237. Memorandum From the Under Secretary of State for Political Affairs (Porter) to President Nixon, Washington, June 15, 1973.1 2


June 15, 1973
NSC-U/DM 105

SUBJECT: Reexamination of the Korea Force Modernization Plan

In his memorandum to you of December 27, 1972, the Acting Chairman of the NSC Under Secretaries Committee reported that he had directed the Korea Force Modernization Steering Group to undertake a comprehensive reexamination of the Korea Force Modernization Plan. Mr. Kissinger’s memorandum of February 7 conveyed your request that the NSC Under Secretaries Committee develop policy alternatives and recommendations based on this reexamination on how to fulfill our modernization commitments to the ROKG.

The Interagency Steering Group on Korea Force Modernization has completed the required reexamination of the Korea Force Modernization Plan; results are reflected in the attached report. (The Department of Defense and Joint Chiefs of Staff have provided a modified concurrence which is appended to this memorandum.)


The Steering Group has recommended that:

The United States should continue to strive to provide a total of $1.5 billion in security assistance to the Republic of Korea, with a maximum of $1.25 billion in grant and FMS.
The emphasis in modernizing ROK forces should be shifted from ground forces to air defense. First priority should be to develop an adequate active and passive air defense capability and provide fighter aircraft in accordance with the original Plan. Provision of additional aircraft would be determined by subsequent threat developments, U.S. force deployments, possible arms limitations, etc.
Negotiations with the ROKG should commence as early as possible. Our objectives should include having the Koreans agree to increase their defense spending sufficiently to assume a greater share of their own defense responsibilities in a move toward increasing their military self-sufficiency.
We should inform the ROKG of our intent to assist in the modernization of a 16 division ground force, but should in no way pressure it to reduce the size of its forces. Should the ROKG decide that it will reduce its forces rather than bear the expense of supporting the existing larger force of 19 divisions, we should begin discussions with them on whether and how a reduction can be related to the current South-North talks.
Funding of the modernization commitment should be stretched out through FY 1977, with a steep increase in substituting FMS for Grant funds.
Every effort be made to provide excess defense articles to meet our modernization commitment.

Negotiating Considerations

The Steering Group identified several difficult and sensitive problems that can be anticipated in negotiating the above with the ROKG. These include discussions related to a cut in the size of the ROK Army, which has a great deal of influence within the ROKG, and the cumulative effect of negotiating not only the above policy changes, but others relating to Korea including those dealing with the issues in NSSM 154. The Steering Group believes that all the preceding should be addressed together, and that decisions regarding negotiations related to the Korea Force Modernization Plan should be reached after consideration of all factors involved with our general policy toward Korea.
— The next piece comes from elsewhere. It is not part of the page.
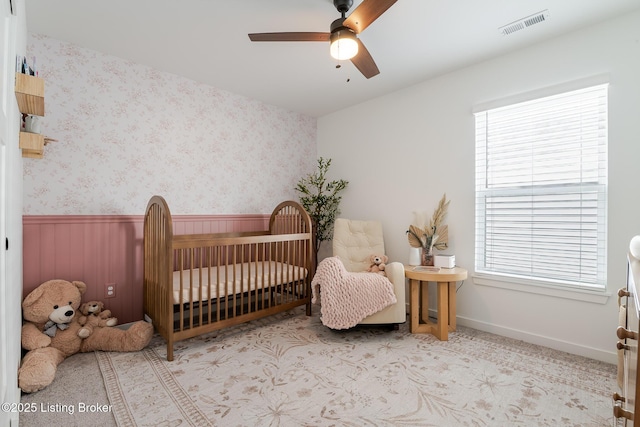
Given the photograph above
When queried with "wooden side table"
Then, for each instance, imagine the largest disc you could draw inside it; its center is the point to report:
(446, 279)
The Steering Group was unable to reach unanimous agreement on several points. These exceptions are indicated by footnotes in the report and may be summarized as follows:

  • — The Department of Defense believes that the Government of Japan should be solicited to assist in the modernization of ROK forces by providing non-lethal items of equipment.
  • — The NSC member believes that we should not tell the ROKG that the U.S. will assist in modernizing a ROK ground force of not more than 16 divisions; he believes instead that U.S. assistance for the three additional ROK divisions currently in existence should be given lowest priority.
  • — The NSC member believes that the shift from grant aid to FMS credit for Korea’s modernization requirements should be much slower than the comparatively rapid shift recommended by the Steering Group.

William J. Porter
Acting Chairman

1. Memorandum from Acting Secretary Clements.
2. Report.

  1. Source: National Archives, Nixon Presidential Materials, NSC Institutional Files (H-Files), Box H–241, NSDMs, NSDM 227, folder 6. Secret; Norforn. Attached but not published are the December 27, 1972 memorandum of U. Alexis Johnson, Acting Chairman of the NSC Under Secretaries Committee; the February 7 memorandum from Kissinger to the Chairman of the Under Secretaries Committee; and the May 31 Report of the Korea Force Modernization Interagency Steering Group. The memorandum from Clements, 13 June, and the June 13 response of the Department of Defense and the Joint Chiefs of Staff to the paper are ibid., H–68, SRG Meetings, NSSM 154, 6/15/73 [4 of 4].
  2. Porter reported on the recommendations of the Korea Force Modernization Steering Group.